Ragas: Evaluation Framework for RAG Systems

Tomorrow’s leaders are building AI today. Are you one of them?

Retrieval-Augmented Generation (RAG) systems have emerged as a transformative technology in artificial intelligence, combining the strengths of retrieval and generative models. However, evaluating their performance effectively has remained a challenge. This blog post delves into Ragas, an open-source evaluation framework designed to address this gap, offering developers tools to analyze and optimize their RAG workflows.

Introduction

Ragas provides a structured approach to assess the quality of RAG systems by focusing on two key components: retrieval and generation. With support for metrics like precision, recall, response coherence, and more, Ragas helps developers fine-tune their systems to deliver accurate and reliable results. This blog will guide you through the following:

Understanding the setup and installation of Ragas.
Building a simple question-answering (QA) application using LangChain and OpenAI models.
Creating evaluation datasets and utilizing Ragas metrics to analyze performance.
Insights into advanced evaluation techniques and real-world applications.

By the end of this post, you will be equipped to leverage Ragas for enhancing your RAG systems.

Getting Started with Ragas

Setup and Installation

To begin, install Ragas and its dependencies using the following commands:

pip install ragas sacrebleu langchain-openai
pip install git+https://github.com/explodinggradients/ragas.git

Set up your API keys for seamless integration:

from google.colab import userdata
import os

os.environ['OPENAI_API_KEY'] = userdata.get('OPENAI_API_KEY')

Key Components

Ragas integrates seamlessly with popular RAG frameworks like LangChain, enabling easy evaluation and optimization. For this walkthrough, we'll build a simple QA application using LangChain's tools and OpenAI models.

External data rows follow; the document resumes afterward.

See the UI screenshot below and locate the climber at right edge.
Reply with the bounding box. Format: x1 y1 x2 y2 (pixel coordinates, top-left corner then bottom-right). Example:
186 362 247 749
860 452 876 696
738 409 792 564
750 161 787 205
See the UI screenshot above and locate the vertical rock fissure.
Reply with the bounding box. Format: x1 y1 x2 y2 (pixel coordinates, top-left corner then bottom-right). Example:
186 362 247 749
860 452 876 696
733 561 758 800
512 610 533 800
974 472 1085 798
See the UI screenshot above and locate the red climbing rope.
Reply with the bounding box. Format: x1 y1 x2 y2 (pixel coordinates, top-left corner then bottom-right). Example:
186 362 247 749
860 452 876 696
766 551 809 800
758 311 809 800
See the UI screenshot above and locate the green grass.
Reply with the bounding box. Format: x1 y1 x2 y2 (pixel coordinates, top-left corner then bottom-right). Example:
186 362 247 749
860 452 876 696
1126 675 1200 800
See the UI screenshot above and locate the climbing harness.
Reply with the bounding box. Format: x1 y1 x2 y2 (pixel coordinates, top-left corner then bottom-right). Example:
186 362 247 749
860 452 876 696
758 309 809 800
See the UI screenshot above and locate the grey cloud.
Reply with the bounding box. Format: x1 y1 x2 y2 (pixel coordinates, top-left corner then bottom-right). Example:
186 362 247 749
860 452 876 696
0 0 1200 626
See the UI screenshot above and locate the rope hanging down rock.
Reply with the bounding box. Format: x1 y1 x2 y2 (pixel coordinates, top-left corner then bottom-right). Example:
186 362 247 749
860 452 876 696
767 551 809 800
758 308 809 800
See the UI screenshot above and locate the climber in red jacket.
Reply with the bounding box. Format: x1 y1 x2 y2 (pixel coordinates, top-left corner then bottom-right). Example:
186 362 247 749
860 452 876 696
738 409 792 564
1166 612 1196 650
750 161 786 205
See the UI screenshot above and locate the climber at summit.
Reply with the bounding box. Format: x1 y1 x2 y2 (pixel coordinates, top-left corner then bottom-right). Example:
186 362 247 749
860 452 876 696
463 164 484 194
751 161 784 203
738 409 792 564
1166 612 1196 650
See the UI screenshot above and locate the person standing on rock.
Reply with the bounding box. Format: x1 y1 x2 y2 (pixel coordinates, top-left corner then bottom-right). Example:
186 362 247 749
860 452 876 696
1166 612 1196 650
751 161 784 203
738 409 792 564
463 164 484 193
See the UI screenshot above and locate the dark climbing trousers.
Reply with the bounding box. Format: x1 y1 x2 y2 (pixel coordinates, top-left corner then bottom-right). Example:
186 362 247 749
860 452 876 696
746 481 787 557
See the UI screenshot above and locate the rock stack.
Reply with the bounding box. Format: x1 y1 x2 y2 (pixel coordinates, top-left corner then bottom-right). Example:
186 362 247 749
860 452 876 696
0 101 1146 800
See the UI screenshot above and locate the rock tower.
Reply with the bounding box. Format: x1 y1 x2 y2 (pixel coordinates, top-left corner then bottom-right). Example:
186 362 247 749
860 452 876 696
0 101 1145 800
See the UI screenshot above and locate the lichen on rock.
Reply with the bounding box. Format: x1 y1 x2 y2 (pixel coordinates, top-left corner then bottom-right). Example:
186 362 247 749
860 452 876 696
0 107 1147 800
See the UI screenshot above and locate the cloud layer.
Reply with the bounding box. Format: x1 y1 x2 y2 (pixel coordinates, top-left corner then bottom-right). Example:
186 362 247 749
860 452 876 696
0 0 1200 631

Building a Simple QA Application

Data Preparation

The foundation of any QA system is high-quality data. Here's an example dataset containing brief biographies of prominent AI leaders:

from langchain_core.documents import Document

content_list = [
    "Andrew Ng is the CEO of Landing AI and is known for his pioneering work in deep learning. He is also widely recognized for democratizing AI education through platforms like Coursera.",
    "Sam Altman is the CEO of OpenAI and has played a key role in advancing AI research and development. He is a strong advocate for creating safe and beneficial AI technologies.",
    "Demis Hassabis is the CEO of DeepMind and is celebrated for his innovative approach to artificial intelligence. He gained prominence for developing systems that can master complex games like AlphaGo.",
    "Sundar Pichai is the CEO of Google and Alphabet Inc., and he is praised for leading innovation across Google's vast product ecosystem. His leadership has significantly enhanced user experiences on a global scale.",
    "Arvind Krishna is the CEO of IBM and is recognized for transforming the company towards cloud computing and AI solutions. He focuses on providing cutting-edge technologies to address modern business challenges.",
]

langchain_documents = [Document(page_content=content) for content in content_list]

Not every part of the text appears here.